This one time, at kettlebell camp…

This is a true story, to the best of my recollection which means it’s close to accurate.

Several years ago I was at a kettlebell training certification, this particular one lasted four days. The days can be quite long. Learning, training, practicing, and strategizing your survival for six to eight hours a day. This was actually the “transition” certification for me – I had been learning about my Original Strength, I was writing a book called Becoming Bulletproof, and the things I was learning at this certification were not fitting into my new paradigm. I was transitioning in thought because what I was experiencing and what I was being taught were not dancing well with one another.

Anyway, what had happened was, we were in a “training session” where we had to clean and press two kettlebells. I was to use two 24K bells (106 pounds). I cleaned them and pressed them, as I was supposed to do, sort of. One of the lead instructors was walking by me when I did this and he said, “You’re either really strong or you’re lazy.”

And there was another statement that didn’t quite fit – well it did, it told me my experience of Original Strength was leading me in the right direction.

But what does that mean?

“You’re either really strong or you’re lazy.”

I easily pressed the two 24K bells and he saw me do it. His issue with what I did was that he didn’t like my effort level. He didn’t see me prepare, tense up, strain, or breathe out like a pressure relief valve. What he saw instead was efficient movement. He saw ease. In truth, he saw strength happen naturally.

But what he saw did not fit his expectation because it was not the method of the way being taught. What was being taught was high tension techniques to lift heavy loads. This was being taught to brace the body and to remove strength leakages. This took a LOT of energy. As I said earlier, I was strategizing my survival to sail through the four days of the cert. So, I guess in a way I was being lazy. But the reality is, I was being efficient. And, I was expressing strength, easily.

What I was discovering is that when the body has it’s original strength, it’s reflexive strength, it is tied together, it does not leak energy, it doesn’t need to use tension techniques to brace itself in order to prevent injury while it is moving a weight. Instead, it simply moves with ease, reflexively, intuitively and naturally.

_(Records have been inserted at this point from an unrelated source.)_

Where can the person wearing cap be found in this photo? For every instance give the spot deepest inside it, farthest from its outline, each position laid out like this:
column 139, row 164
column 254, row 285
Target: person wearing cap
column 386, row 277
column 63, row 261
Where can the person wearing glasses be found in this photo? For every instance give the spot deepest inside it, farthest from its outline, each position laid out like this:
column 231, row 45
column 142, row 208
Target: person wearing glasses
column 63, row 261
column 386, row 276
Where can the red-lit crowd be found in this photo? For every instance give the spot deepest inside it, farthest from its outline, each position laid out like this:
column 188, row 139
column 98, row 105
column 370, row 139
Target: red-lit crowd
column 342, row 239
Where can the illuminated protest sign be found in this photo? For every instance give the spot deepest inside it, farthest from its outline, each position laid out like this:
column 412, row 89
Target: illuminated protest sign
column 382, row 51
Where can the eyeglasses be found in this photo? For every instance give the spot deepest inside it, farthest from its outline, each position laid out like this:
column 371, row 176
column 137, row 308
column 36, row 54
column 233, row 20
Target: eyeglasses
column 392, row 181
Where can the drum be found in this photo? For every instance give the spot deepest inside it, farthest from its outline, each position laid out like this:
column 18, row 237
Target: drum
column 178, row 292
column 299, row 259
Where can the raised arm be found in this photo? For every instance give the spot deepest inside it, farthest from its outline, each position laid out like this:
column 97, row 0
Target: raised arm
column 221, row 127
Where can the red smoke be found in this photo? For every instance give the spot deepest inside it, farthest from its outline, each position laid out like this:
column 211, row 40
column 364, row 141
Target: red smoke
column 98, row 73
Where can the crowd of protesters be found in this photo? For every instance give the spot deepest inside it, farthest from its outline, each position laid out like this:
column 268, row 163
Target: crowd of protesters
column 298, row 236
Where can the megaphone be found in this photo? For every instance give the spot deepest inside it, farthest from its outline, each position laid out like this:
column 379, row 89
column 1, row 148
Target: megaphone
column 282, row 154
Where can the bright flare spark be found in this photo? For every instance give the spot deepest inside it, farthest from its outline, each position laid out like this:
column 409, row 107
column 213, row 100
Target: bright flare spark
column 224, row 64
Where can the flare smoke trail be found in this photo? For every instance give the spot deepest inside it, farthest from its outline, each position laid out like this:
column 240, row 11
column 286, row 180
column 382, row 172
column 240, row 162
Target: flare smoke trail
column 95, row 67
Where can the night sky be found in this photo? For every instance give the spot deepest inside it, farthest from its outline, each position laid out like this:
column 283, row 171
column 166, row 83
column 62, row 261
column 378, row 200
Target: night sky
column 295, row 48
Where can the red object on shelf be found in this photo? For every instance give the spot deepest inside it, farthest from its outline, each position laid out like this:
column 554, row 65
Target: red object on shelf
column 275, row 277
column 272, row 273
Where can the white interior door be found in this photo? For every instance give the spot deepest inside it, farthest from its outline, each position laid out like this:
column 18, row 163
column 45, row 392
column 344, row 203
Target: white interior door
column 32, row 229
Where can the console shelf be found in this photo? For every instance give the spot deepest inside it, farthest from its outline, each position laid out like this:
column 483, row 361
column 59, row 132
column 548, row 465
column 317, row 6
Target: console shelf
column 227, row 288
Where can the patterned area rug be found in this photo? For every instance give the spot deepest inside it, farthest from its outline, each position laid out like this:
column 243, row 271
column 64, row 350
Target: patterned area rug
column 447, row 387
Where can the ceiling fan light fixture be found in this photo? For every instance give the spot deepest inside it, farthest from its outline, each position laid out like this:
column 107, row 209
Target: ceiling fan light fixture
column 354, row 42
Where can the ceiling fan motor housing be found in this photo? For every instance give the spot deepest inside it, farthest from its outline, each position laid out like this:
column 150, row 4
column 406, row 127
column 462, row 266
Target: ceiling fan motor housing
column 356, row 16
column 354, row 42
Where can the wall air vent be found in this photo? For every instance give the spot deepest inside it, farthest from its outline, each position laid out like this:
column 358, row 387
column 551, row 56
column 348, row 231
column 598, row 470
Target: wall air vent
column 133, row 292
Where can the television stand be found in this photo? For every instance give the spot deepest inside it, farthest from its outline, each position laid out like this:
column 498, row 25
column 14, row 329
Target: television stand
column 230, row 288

When the body is well connected, hard things become easy.

And strength looks lazy. Or, it looks really strong.

There was a choice in that statement, so I choose “really strong,” as in real strength.

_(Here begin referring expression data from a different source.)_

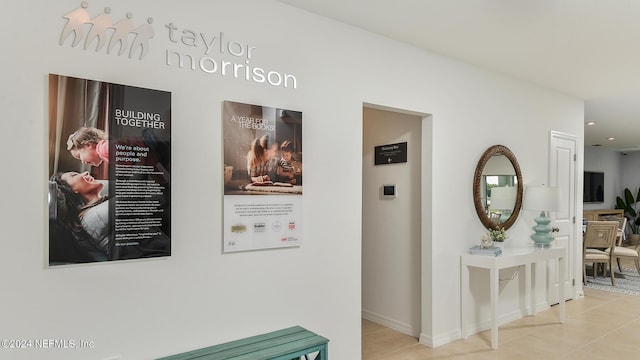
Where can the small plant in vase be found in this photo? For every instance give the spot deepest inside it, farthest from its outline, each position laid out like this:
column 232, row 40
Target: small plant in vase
column 494, row 236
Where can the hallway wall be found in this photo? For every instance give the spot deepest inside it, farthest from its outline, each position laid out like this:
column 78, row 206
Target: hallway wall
column 200, row 296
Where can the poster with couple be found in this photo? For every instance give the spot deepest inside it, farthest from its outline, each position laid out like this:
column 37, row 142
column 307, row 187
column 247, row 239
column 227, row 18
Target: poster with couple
column 262, row 177
column 109, row 174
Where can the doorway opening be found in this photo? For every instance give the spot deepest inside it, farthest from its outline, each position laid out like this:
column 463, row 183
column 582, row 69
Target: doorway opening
column 394, row 227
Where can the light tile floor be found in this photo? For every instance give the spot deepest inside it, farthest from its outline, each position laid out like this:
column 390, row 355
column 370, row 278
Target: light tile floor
column 600, row 326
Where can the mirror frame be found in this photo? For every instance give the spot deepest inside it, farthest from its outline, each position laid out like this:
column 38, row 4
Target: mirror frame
column 477, row 181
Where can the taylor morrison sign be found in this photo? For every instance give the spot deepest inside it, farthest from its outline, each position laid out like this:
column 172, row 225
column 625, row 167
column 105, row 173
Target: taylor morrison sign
column 192, row 50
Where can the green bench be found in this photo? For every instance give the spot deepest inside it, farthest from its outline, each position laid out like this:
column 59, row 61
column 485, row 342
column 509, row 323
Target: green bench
column 287, row 344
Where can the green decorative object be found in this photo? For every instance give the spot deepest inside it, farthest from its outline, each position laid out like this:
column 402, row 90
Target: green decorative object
column 542, row 198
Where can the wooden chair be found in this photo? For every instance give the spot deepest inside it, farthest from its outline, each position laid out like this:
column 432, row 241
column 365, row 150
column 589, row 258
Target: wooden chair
column 623, row 252
column 599, row 237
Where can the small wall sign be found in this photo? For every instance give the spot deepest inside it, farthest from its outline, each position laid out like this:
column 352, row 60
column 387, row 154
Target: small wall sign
column 391, row 154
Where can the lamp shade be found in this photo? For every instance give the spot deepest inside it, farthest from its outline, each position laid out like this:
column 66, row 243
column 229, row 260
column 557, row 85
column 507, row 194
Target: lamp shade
column 503, row 198
column 542, row 198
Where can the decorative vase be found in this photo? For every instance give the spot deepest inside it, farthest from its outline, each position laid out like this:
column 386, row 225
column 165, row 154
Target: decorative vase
column 486, row 242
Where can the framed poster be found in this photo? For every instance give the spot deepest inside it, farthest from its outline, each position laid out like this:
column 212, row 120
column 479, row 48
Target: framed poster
column 109, row 171
column 262, row 177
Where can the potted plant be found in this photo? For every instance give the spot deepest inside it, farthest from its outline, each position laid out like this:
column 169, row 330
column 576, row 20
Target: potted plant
column 630, row 206
column 494, row 237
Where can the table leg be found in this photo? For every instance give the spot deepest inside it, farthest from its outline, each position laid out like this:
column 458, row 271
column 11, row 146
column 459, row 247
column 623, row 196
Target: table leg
column 464, row 273
column 529, row 296
column 494, row 307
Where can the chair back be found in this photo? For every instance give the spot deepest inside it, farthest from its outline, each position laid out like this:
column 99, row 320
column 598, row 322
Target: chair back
column 601, row 234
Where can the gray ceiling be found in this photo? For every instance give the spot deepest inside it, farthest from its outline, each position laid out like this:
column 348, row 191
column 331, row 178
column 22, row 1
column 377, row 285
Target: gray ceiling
column 586, row 48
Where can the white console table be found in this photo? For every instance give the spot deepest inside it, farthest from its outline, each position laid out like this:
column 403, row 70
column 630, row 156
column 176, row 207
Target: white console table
column 527, row 257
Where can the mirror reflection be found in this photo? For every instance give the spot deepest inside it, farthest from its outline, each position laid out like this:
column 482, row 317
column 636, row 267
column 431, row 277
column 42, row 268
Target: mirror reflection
column 498, row 188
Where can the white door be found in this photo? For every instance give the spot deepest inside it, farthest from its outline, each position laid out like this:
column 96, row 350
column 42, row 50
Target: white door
column 562, row 173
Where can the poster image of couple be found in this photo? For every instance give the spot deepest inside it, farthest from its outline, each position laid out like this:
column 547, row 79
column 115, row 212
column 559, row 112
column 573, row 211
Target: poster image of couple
column 109, row 174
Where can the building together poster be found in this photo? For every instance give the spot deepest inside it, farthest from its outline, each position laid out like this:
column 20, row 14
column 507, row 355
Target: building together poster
column 262, row 177
column 109, row 171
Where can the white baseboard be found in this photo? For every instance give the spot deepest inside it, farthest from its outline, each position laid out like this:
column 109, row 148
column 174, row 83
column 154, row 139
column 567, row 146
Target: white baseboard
column 391, row 323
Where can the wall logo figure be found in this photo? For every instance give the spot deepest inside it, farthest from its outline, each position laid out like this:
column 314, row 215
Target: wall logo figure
column 118, row 37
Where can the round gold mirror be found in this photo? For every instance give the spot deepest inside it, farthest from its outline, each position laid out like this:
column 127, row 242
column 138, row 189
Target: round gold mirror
column 497, row 188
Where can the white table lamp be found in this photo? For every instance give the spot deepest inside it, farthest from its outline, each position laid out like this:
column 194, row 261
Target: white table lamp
column 543, row 199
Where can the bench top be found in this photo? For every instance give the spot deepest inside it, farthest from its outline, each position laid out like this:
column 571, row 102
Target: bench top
column 293, row 341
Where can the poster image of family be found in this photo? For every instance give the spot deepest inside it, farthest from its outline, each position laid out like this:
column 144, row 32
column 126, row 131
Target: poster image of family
column 109, row 174
column 262, row 177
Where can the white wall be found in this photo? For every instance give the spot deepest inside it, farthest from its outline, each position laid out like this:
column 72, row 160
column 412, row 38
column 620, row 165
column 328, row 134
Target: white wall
column 630, row 169
column 199, row 296
column 391, row 228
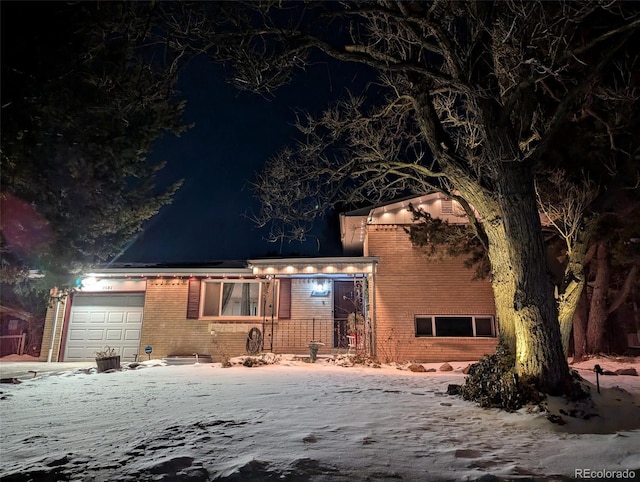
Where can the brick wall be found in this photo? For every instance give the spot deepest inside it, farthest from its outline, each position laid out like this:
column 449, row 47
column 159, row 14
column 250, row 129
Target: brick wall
column 408, row 284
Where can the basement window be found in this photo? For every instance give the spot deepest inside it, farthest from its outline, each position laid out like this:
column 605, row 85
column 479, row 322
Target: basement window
column 454, row 326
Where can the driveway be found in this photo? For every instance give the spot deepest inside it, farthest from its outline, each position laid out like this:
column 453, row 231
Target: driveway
column 23, row 370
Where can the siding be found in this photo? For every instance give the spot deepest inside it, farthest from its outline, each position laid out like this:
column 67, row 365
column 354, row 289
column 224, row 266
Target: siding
column 408, row 284
column 167, row 329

In the absence of original strength, tension techniques and strength skills can serve a purpose, briefly. But, they won’t help you move better or feel better. At best, they help you lift better. In the presence of original strength, tension techniques can really take your “lifting performance” to a whole new level, though they may not be needed unless you just want to move really heavy things, like a power lifter.

The point to this is that we are all designed to be strong. We are all designed to move effortlessly, beautifully and powerfully. We are designed to express what is naturally inside of us – Strength.

It wasn’t laziness that was on display that day. It was strength expressing itself.

Again, that’s the point. When you’re really strong, when you have your original strength, strength is simply an expression of who you are because it’s who you were designed to be.